A particularly revealing case is T2-FIS 02, which has only one exact match but achieves κw-quad = 0.8901, outperforming both T2-FIS 01 and T2-FIS 05. This apparent contradiction is explained by the fact that T2-FIS 02 produces minimal deviations across the board, i.e., most ranks are either identical or differ by only one or two positions. Thus, the global ranking structure is better preserved, even in the absence of exact matches.
This analysis highlights a fundamental limitation in traditional FMECA evaluation practices that rely solely on comparing rankings item by item. While intuitive, this approach fails to capture near matches, such as a failure mode being ranked 6th by one method and 7th by another, differences that are negligible in practical contexts but completely ignored in coincidence counting.
The weighted kappa statistic overcomes this limitation by applying distance-sensitive penalties and adjusting for agreement expected by chance. Consequently, it offers a more holistic and statistically grounded measure of methodological alignment.
These presented results have meaningful implications for practical risk assessment in engineering systems, particularly in critical infrastructure such as power transformers. The observed sensitivity of the kappa coefficient to the type and distribution of membership functions underscores that fuzzy modeling decisions are far from trivial; they materially influence the prioritization of failure modes and, consequently, the reliability of maintenance or mitigation strategies. For instance, Gaussian membership functions may better reflect smooth transitions in uncertainty for risk factors such as Occurrence or Detection, while trapezoidal membership functions can more effectively represent hard thresholds, particularly in the aggregation stage (FRPN).
From a methodological perspective, configuration T2-FIS 03 emerged as a robust and consistent fuzzy modeling approach for FMECA applied to power transformers. Its superior agreement values under both linear and quadratic weighting schemes indicate a stable prioritization output closely aligned with the reference method. These results support the suitability of this configuration as a candidate reference for future studies involving fuzzy-based FMECA in similar industrial settings.

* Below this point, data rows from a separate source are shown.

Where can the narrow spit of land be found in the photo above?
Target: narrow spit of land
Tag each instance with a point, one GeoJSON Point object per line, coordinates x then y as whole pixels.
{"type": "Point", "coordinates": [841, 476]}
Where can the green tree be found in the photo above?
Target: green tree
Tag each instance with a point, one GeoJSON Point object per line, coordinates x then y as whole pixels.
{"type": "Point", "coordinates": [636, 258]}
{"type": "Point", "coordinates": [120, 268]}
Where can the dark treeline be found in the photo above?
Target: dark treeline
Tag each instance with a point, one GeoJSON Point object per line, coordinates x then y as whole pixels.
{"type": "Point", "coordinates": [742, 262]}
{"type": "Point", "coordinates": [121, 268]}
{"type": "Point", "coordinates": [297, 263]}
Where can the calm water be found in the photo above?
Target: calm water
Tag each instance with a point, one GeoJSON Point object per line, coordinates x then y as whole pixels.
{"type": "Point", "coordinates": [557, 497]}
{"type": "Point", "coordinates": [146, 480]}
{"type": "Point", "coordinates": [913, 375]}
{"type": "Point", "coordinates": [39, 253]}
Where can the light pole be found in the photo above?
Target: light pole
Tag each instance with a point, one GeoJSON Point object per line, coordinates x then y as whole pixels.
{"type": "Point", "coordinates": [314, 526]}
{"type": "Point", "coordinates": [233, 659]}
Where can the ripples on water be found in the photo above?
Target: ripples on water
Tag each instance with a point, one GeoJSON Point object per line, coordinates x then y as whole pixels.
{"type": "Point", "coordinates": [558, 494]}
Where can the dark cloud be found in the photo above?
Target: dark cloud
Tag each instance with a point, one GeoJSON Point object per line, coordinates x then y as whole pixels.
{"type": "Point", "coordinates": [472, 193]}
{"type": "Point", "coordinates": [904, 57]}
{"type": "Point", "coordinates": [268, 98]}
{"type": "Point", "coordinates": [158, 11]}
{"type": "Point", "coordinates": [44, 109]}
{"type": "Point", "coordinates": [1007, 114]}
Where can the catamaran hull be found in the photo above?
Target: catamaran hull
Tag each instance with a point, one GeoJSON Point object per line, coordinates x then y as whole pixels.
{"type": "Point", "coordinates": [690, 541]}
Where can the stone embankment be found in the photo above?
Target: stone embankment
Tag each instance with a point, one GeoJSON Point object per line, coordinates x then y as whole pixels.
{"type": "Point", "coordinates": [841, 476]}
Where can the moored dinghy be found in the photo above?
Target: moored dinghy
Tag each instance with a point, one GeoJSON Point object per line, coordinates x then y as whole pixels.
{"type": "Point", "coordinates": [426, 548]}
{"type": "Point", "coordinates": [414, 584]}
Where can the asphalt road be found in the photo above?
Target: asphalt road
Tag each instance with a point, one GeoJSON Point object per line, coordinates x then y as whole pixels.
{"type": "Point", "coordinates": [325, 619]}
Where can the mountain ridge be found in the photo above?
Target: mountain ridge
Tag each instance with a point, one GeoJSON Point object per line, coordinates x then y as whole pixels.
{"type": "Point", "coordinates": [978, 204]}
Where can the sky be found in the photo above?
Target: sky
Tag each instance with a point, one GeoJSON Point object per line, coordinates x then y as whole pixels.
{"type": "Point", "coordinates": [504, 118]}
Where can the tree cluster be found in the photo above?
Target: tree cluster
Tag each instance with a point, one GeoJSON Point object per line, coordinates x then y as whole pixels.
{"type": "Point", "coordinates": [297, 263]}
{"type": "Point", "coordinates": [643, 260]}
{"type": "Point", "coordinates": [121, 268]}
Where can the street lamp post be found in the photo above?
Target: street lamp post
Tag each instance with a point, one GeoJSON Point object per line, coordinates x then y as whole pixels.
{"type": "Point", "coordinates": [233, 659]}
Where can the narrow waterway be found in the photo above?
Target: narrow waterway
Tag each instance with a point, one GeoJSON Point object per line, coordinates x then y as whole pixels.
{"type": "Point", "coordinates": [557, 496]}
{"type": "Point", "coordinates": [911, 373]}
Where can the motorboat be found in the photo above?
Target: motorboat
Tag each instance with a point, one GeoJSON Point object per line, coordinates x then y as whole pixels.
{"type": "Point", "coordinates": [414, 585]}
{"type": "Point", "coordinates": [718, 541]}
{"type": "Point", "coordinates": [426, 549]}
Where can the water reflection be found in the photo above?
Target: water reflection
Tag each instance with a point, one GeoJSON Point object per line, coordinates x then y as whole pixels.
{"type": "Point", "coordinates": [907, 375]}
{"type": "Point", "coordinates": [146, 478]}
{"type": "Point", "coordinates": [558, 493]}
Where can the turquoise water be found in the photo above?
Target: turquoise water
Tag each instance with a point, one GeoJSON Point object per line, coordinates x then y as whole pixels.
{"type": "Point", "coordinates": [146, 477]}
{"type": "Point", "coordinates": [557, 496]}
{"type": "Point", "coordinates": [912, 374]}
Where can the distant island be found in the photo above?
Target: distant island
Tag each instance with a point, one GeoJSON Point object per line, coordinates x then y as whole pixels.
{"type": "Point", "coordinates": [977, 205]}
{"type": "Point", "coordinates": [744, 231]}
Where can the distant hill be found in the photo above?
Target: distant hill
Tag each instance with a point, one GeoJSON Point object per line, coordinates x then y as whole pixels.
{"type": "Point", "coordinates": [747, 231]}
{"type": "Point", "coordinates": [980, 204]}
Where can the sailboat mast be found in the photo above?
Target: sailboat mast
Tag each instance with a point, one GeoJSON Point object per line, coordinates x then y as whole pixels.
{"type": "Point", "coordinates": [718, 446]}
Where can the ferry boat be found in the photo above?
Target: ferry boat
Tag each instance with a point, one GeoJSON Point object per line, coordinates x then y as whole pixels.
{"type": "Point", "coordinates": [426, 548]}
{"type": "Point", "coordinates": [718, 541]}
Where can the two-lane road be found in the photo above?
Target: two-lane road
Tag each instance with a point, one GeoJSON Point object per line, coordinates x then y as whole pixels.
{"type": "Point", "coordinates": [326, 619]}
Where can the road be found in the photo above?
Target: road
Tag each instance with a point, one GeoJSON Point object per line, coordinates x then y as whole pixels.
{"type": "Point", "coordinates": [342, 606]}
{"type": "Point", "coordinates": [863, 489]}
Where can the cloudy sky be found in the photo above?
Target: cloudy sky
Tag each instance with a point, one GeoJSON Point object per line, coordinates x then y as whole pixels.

However, in complex practical applications, where multiple factors interact and system conditions are dynamic, the diversity and uncertainty introduced by different membership function designs can compromise the consistency and reliability of fuzzy-FMECA outputs. To address these challenges, future work should explore adaptive or data-driven strategies for tuning membership functions. For example, optimization techniques or machine learning approaches could be used to calibrate membership function parameters based on empirical failure data or expert consensus. Furthermore, incorporating robustness testing, such as sensitivity analyses across membership function types or configurations, and validating the models through cross-domain case studies will be key to ensuring generalizability and methodological resilience.
Another complementary solution involves the direct involvement of domain experts in defining and validating membership functions. Experts in FMECA can contribute valuable insights into the appropriate shape, symmetry, and distribution of the membership functions to accurately reflect real-world behavior and system thresholds. By systematically integrating expert knowledge into the fuzzy modeling process, the resulting functions can more effectively capture operational semantics and enhance model interpretability. While this introduces a degree of subjectivity, structured elicitation methods and guided parameterization tools can help standardize the process and enhance consistency across applications.
Finally, the integration of statistical validation mechanisms, such as kappa significance testing, adds rigor to the comparison between FMECA methods and elevates the evaluation beyond subjective or qualitative matching. Further research could investigate hybrid weighting schemes or the development of adaptive membership function structures that respond dynamically to the characteristics of the analyzed system, ultimately enhancing agreement with expert-based prioritization.